Concentration in vanishing adiabatic exponent limit of solutions to the Aw-Rascle traffic model

TL;DR

This paper investigates the formation of delta shock waves in the vanishing adiabatic exponent limit of the Aw-Rascle traffic model, revealing that solutions tend to a delta-shock rather than classical solutions, supported by theoretical proofs and numerical simulations.

Contribution

It provides a rigorous analysis of delta-shock formation in the Aw-Rascle model as the adiabatic exponent approaches zero, extending understanding of traffic flow dynamics.

Findings

Solutions tend to a delta-shock as the adiabatic exponent vanishes.

Riemann solutions with two shocks converge to delta-shocks in the limit.

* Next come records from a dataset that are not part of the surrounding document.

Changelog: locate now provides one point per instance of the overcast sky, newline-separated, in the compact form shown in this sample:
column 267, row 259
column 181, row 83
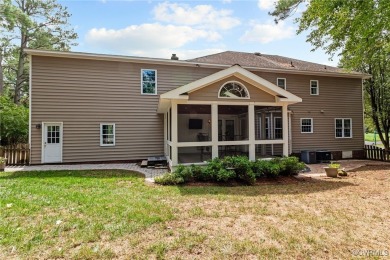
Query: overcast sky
column 188, row 28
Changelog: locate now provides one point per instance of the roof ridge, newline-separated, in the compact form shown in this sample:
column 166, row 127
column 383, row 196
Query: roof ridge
column 213, row 54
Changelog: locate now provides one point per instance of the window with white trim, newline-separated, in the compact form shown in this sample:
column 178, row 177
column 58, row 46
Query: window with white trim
column 314, row 87
column 107, row 134
column 343, row 127
column 149, row 82
column 306, row 125
column 233, row 90
column 281, row 82
column 278, row 128
column 267, row 128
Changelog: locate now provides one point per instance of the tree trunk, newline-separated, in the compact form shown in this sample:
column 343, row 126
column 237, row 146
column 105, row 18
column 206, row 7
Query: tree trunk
column 20, row 69
column 1, row 72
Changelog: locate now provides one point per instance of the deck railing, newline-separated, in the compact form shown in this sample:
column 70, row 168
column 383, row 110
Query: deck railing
column 376, row 153
column 18, row 154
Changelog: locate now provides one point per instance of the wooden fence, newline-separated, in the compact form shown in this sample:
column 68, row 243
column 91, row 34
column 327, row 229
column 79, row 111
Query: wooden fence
column 376, row 153
column 18, row 154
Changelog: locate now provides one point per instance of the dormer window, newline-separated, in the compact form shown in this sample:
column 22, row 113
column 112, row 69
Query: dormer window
column 233, row 90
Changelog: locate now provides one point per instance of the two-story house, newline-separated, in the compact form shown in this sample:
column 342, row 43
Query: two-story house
column 92, row 107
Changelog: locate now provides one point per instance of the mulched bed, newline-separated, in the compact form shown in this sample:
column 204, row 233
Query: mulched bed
column 281, row 180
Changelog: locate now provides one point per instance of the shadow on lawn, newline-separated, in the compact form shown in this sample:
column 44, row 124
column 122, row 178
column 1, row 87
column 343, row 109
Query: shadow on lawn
column 382, row 167
column 72, row 173
column 301, row 187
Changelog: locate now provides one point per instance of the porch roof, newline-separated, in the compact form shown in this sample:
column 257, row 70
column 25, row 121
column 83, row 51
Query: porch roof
column 181, row 93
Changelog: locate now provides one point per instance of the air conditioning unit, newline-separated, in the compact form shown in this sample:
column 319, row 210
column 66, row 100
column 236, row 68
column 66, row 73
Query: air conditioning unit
column 308, row 156
column 323, row 156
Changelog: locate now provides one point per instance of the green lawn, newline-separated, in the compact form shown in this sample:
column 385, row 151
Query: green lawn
column 114, row 214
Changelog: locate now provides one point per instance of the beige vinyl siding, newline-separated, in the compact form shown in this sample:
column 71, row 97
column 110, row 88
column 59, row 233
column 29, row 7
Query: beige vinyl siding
column 338, row 98
column 84, row 93
column 210, row 93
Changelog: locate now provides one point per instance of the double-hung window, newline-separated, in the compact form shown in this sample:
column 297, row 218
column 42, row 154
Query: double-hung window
column 343, row 127
column 281, row 82
column 314, row 87
column 306, row 125
column 278, row 128
column 149, row 82
column 107, row 134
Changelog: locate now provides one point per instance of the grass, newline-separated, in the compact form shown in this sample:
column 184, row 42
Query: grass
column 114, row 214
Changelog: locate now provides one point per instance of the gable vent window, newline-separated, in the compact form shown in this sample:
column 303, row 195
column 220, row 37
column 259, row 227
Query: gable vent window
column 281, row 82
column 107, row 134
column 233, row 90
column 306, row 125
column 314, row 88
column 149, row 82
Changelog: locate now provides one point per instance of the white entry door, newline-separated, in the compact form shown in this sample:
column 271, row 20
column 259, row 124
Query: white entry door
column 52, row 143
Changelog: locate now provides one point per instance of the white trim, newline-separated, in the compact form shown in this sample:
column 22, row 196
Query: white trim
column 156, row 61
column 311, row 125
column 165, row 134
column 174, row 131
column 29, row 108
column 289, row 133
column 234, row 82
column 214, row 131
column 277, row 117
column 43, row 139
column 285, row 83
column 238, row 72
column 285, row 130
column 342, row 118
column 194, row 144
column 251, row 132
column 318, row 87
column 155, row 82
column 101, row 134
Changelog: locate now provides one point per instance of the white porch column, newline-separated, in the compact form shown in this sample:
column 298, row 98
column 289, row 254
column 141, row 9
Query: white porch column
column 174, row 155
column 285, row 129
column 165, row 134
column 251, row 121
column 214, row 130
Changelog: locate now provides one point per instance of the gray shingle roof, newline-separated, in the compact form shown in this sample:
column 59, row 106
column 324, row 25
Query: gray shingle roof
column 265, row 61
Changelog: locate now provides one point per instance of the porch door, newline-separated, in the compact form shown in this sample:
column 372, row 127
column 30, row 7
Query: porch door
column 229, row 130
column 52, row 143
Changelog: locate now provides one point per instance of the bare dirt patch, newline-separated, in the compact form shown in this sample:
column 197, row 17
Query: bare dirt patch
column 319, row 217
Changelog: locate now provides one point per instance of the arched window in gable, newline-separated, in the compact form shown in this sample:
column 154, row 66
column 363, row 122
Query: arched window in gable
column 233, row 89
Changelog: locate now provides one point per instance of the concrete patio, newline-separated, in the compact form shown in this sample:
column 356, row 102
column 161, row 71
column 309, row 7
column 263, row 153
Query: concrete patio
column 316, row 170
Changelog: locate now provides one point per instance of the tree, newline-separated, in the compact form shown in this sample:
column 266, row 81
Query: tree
column 38, row 24
column 360, row 31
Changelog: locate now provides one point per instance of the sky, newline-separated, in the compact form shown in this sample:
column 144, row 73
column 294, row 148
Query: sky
column 187, row 28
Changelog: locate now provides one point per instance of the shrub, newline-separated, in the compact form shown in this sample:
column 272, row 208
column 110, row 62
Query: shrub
column 242, row 167
column 184, row 172
column 290, row 166
column 268, row 168
column 169, row 179
column 212, row 169
column 224, row 175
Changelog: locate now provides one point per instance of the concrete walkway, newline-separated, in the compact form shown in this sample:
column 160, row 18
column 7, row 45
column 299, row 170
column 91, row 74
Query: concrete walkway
column 148, row 172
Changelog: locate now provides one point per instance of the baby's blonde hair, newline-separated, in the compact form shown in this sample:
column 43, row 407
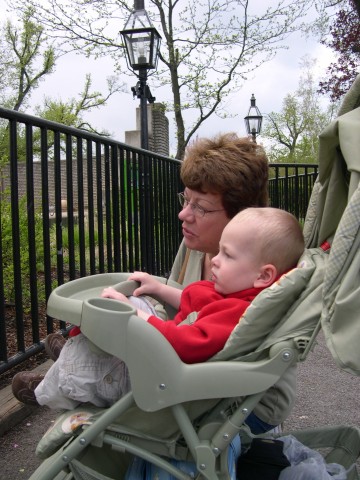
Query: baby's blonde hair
column 279, row 236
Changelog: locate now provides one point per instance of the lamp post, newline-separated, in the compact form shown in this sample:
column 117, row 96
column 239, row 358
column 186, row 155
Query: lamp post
column 142, row 43
column 253, row 120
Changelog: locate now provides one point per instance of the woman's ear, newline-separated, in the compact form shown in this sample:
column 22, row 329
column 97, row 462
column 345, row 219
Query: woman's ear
column 266, row 277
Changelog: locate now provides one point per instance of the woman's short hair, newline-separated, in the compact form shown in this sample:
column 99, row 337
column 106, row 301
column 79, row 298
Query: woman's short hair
column 234, row 167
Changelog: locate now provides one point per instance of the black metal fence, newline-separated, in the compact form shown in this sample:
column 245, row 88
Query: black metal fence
column 74, row 204
column 290, row 187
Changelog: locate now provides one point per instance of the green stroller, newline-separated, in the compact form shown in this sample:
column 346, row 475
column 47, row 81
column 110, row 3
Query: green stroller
column 176, row 414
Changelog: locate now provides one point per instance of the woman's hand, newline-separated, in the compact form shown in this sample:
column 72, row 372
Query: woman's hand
column 110, row 292
column 149, row 285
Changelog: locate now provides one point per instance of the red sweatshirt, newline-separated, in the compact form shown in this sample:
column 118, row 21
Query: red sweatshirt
column 218, row 315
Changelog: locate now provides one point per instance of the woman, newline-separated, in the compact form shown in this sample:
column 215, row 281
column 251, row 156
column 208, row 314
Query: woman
column 221, row 176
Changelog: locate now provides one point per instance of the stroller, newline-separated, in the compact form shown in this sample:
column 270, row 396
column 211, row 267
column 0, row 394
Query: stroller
column 177, row 422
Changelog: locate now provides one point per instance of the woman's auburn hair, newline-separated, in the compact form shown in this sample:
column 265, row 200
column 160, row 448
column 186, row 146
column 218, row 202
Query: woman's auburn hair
column 236, row 168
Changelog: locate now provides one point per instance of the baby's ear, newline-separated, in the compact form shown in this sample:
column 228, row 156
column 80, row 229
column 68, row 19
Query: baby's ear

Numerical simulations confirm the theoretical results.

Abstract

In this paper, we study the phenomenon of concentration and the formation of delta shock wave in vanishing adiabatic exponent limit of Riemann solutions to the Aw-Rascle traffic model. It is proved that as the adiabatic exponent vanishes, the limit of solutions tends to a special delta-shock rather than the classical one to the zero pressure gas dynamics. In order to further study this problem, we consider a perturbed Aw-Rascle model and proceed to investigate the limits of solutions. We rigorously proved that, as $\gamma$ tends to one, any Riemann solution containing two shock waves tends to a delta-shock to the zero pressure gas dynamics in the distribution sense. Moreover, some representative numerical simulations are exhibited to confirm the theoretical analysis.